Charlie met un vinyle sur le tourne-disque, et la pièce sombre et vide change à la première note de musique: Lola et Al, ses deux amis disparus, réapparaissent, et la lumière s'allume. Musique et lumière réactualisent le souvenir, elles lui redonnent vie. Le vinyle est un cadeau, représentatif de leur amitié; la lumière, une belle et fragile indication de la vie soudain remplacée par la mort. Tout au long de ce film tout en flash-back et en moments subtiles, la lumière est là, associée à des épisodes heureux - Lola photographiant ses amis sous une chaude lumière, symbole de leur complicité - et tragiques - quand Lola et Al jouent joyeusement et dangereusement sur la route, sans se douter un seul instant que le noir va bientôt se refermer sur eux. Si le début du court-métrage prend la forme d'une succession de petite scènes légères, où l'on ressent la vivacité de leur jeunesse, la suite est plus sombre, plus lourde, comme si pesaient déjà sur eux le nuage de la fatalité. Plusieurs voitures les frôlent de près, et les injonctions de Charlie: "Revenez", restent vaines. Lui-même est filmé dans l'ombre, de dos, comme si sa présence n'était de toute façon plus assez forte pour empêcher le destin d'accomplir son œuvre.
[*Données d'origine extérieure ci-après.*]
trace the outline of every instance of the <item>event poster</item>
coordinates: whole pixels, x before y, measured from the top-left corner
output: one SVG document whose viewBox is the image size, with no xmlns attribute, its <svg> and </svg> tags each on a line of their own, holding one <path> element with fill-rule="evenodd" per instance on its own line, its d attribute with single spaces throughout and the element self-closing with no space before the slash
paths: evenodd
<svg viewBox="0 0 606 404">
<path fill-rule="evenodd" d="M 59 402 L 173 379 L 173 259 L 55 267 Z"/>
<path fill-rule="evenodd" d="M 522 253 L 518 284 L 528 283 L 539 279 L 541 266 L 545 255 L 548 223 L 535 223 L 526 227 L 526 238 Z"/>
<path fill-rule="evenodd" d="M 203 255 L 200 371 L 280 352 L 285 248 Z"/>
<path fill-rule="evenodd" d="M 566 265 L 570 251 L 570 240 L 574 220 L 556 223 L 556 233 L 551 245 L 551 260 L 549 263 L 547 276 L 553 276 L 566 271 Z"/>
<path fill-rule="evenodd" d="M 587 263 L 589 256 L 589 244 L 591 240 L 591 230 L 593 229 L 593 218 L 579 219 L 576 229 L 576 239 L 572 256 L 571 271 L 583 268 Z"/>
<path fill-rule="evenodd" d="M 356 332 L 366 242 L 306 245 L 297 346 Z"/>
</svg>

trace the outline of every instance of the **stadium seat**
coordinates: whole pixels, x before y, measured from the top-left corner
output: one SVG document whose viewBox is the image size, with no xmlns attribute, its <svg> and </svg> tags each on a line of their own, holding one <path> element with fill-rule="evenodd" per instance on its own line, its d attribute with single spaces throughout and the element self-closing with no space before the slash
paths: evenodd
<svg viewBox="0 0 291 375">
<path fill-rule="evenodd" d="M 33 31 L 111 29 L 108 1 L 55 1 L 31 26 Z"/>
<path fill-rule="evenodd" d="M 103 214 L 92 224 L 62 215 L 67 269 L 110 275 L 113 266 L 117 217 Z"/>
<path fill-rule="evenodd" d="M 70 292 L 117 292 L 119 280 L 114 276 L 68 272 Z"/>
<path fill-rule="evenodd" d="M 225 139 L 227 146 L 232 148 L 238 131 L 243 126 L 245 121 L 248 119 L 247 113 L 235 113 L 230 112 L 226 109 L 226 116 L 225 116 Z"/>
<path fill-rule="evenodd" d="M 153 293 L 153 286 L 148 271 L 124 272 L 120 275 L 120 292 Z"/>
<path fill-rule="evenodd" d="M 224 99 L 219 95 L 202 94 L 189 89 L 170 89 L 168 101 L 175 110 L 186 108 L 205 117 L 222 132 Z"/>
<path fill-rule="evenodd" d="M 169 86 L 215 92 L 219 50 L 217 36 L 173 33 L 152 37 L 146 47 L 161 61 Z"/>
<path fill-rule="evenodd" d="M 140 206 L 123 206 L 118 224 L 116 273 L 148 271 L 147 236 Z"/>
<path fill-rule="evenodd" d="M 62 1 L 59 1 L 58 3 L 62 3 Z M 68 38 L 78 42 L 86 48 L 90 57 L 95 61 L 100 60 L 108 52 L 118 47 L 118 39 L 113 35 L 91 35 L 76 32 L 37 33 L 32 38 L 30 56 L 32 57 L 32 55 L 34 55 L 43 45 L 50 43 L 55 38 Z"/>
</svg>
Sa voix, nonchalante, contraste de plus avec sa peur d'un accident: pourquoi ne crie-t-il pas ? Pourquoi ne se déplace-t-il pas pour les ramener en arrière, loin de la route ? Ce jeune homme qui n'aimait jamais les cadeaux que ses amis lui offraient n'éprouvait-il pas non plus envers eux des sentiments assez forts pour avoir une réelle envie de les sauver ? Apprendre à aimer, peut-être est-ce finalement le nouveau départ de Charlie...  

La lumière et le temps le lui ont soufflé.

vendredi 15 mai 2015

"Où est Charlie ?", un court-métrage d'Elise Combes


Pour Élise, Marie-Eve et Chloé, la journée de tournage a commencé à 9H.        Les trois amies, étudiantes à l'ESAD (École Supérieure d'Art et de Design) à Reims, ont vécu le festival comme une aventure divertissante, et dès le début de la journée, beaucoup d'idées leur sont venues à l'esprit, en "vrac"!


      Contrairement aux autres festivaliers, qui ont privilégié la présence humaine, les jeunes filles ont opté pour le film d'animation. "Nous ne nous sentions pas à l'aise avec le jeu d'actrice, et nous voulions faire quelque chose d'un peu immatériel". Avec leurs deux lampes colorées qui discutent entre elles d'un vinyle qu'elles ne retrouvent pas, les réalisatrices créent une situation où l'immatériel se mêle au cocasse: "nous aimons le comique, et si les lampes font bien sûr penser aux films produits par Pixar, la référence reste involontaire."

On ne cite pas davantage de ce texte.